Williams’ address gave credit to the efforts of both government and the private sector for what he described as “the consistent positive growth of the country’s economy over the last four years.” The present administration, he said, had, for the most part “not only embraced strategies consistent with sustainable development goals but also designed to mitigate against global economic shocks.” Contextually, he declared that “the country’s development strategies must remain underpinned by actions that provide for food security, renewed emphasis and repositioning of the Tourism Sector and the pursuit of new economic drivers including ICT, Renewable Energy (particularly Solar, Wind and Biomass), Trade-in-Services and of course the new and emerging Oil and Gas Sectors.”
On the other hand the GMSA President made clear the manufacturing sector’s considerable disappointment over the fact that the long-touted axiom about the private sector being the “engine of growth in Guyana,” had, over time, become a saga of under-realization of potential. “Prevarication,” Williams told his audience,” has become a disease that undermines what are often noble intentions. For too long we have been paying a high price for sloth in the implementation of decisions…..This will only change if and when public/private sector agreements are swiftly implemented. For too long we have been paying a high price for sloth in the implementation of decisions,” Williams declared.

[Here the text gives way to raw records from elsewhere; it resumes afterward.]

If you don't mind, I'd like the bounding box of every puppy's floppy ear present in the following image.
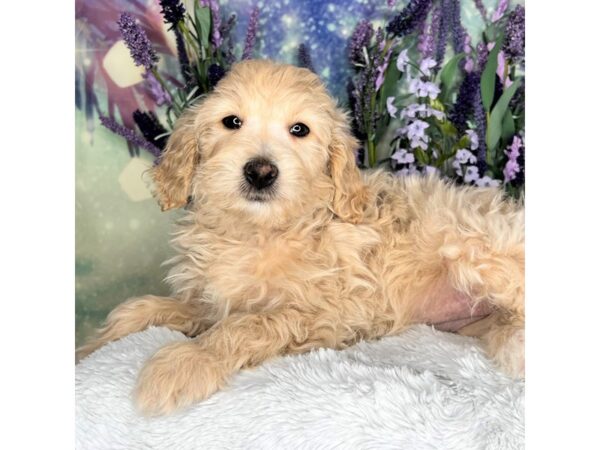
[329,111,369,223]
[152,107,200,211]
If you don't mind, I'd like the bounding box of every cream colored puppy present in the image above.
[79,61,524,414]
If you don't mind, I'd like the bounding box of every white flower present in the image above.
[408,78,440,99]
[385,97,398,119]
[423,166,440,175]
[466,130,479,150]
[406,120,429,140]
[475,175,500,187]
[427,108,446,120]
[392,148,415,164]
[396,49,408,72]
[464,166,479,183]
[400,103,427,119]
[396,164,419,176]
[419,58,437,77]
[455,148,477,164]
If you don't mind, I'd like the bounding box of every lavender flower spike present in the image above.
[209,0,223,47]
[159,0,185,30]
[504,5,525,59]
[348,19,373,64]
[387,0,431,37]
[117,13,158,71]
[298,44,315,72]
[100,115,160,158]
[242,6,258,59]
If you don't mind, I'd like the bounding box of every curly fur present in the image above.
[80,61,524,414]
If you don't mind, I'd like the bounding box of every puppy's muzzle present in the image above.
[244,158,279,191]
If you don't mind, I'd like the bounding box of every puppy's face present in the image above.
[154,60,366,224]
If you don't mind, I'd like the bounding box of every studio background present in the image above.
[75,0,523,345]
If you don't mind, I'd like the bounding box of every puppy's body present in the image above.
[76,61,524,413]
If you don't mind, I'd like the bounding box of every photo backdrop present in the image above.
[75,0,522,345]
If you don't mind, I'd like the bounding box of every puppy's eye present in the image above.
[222,116,242,130]
[290,122,310,137]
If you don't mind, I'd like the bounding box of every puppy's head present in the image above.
[153,60,366,223]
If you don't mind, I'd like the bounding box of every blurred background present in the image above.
[75,0,510,345]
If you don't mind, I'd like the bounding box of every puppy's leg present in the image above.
[136,309,340,415]
[446,236,525,377]
[76,295,209,360]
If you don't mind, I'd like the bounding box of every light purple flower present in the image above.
[423,166,440,175]
[455,148,477,164]
[117,13,158,70]
[419,58,437,77]
[392,148,415,164]
[475,175,500,187]
[142,72,173,106]
[406,120,429,139]
[502,136,523,183]
[242,6,259,59]
[385,97,398,119]
[463,166,479,183]
[100,115,161,158]
[492,0,508,22]
[465,130,479,150]
[396,49,409,72]
[375,48,392,91]
[408,78,440,99]
[400,103,427,119]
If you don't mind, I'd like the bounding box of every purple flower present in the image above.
[219,14,237,64]
[133,109,167,150]
[396,49,409,72]
[473,89,487,173]
[117,13,158,70]
[298,44,315,72]
[100,115,161,158]
[492,0,508,22]
[385,97,398,119]
[387,0,431,37]
[208,0,223,48]
[475,175,500,187]
[417,5,441,58]
[449,72,479,133]
[473,0,487,22]
[159,0,185,30]
[419,58,437,77]
[408,78,440,99]
[463,166,479,183]
[392,148,415,164]
[143,72,173,106]
[503,5,525,59]
[375,48,392,91]
[348,19,373,65]
[502,136,523,183]
[435,0,453,66]
[207,64,225,88]
[175,28,193,86]
[242,6,259,59]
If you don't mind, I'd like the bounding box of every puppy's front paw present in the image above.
[483,326,525,378]
[135,342,228,415]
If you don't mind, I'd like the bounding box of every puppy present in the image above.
[79,60,525,414]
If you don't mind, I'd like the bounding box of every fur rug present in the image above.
[75,325,524,450]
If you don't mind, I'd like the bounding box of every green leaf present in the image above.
[194,2,211,48]
[481,34,504,112]
[440,53,465,100]
[485,79,521,152]
[502,109,515,142]
[381,54,402,108]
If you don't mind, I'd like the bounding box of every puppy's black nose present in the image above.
[244,158,279,191]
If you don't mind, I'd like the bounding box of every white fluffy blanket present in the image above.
[76,325,524,450]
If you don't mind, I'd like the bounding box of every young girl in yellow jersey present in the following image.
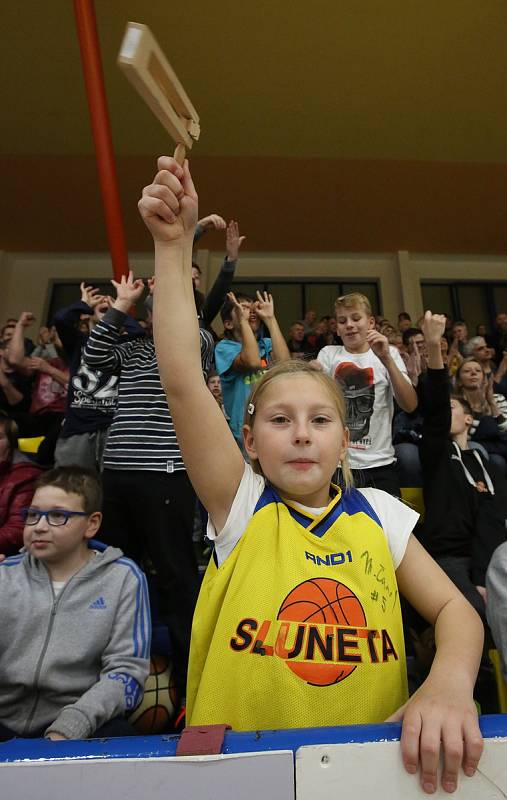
[139,157,483,793]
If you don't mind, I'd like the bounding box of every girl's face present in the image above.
[244,375,348,508]
[459,361,484,389]
[336,306,375,353]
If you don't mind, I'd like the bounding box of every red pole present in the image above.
[74,0,129,281]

Williams’ address made no secret of fact that considerable weaknesses exist in what he believes should be a carefully managed relationship between government and the GMSA designed to chart a meaningful course for the well-being of the manufacturing sector,
Mindful perhaps of the protest mounted by the People’s Progressive Party (PPP) during an earlier GMSA event at the at the same venue in September which was addressed by President David Granger, Williams’ address paid only minimal attention to the prevailing political currents in Guyana. He left for the very end of his presentation the expression of sentiments alluding, first to the “a-political and objective” character of the GMSA and afterwards to the hope that the Monday March 2 general elections will be “incident-free,” and will engender positive development insofar as it serves to advance the cause of democratic governance and…serve as a benchmark in the development of our country.”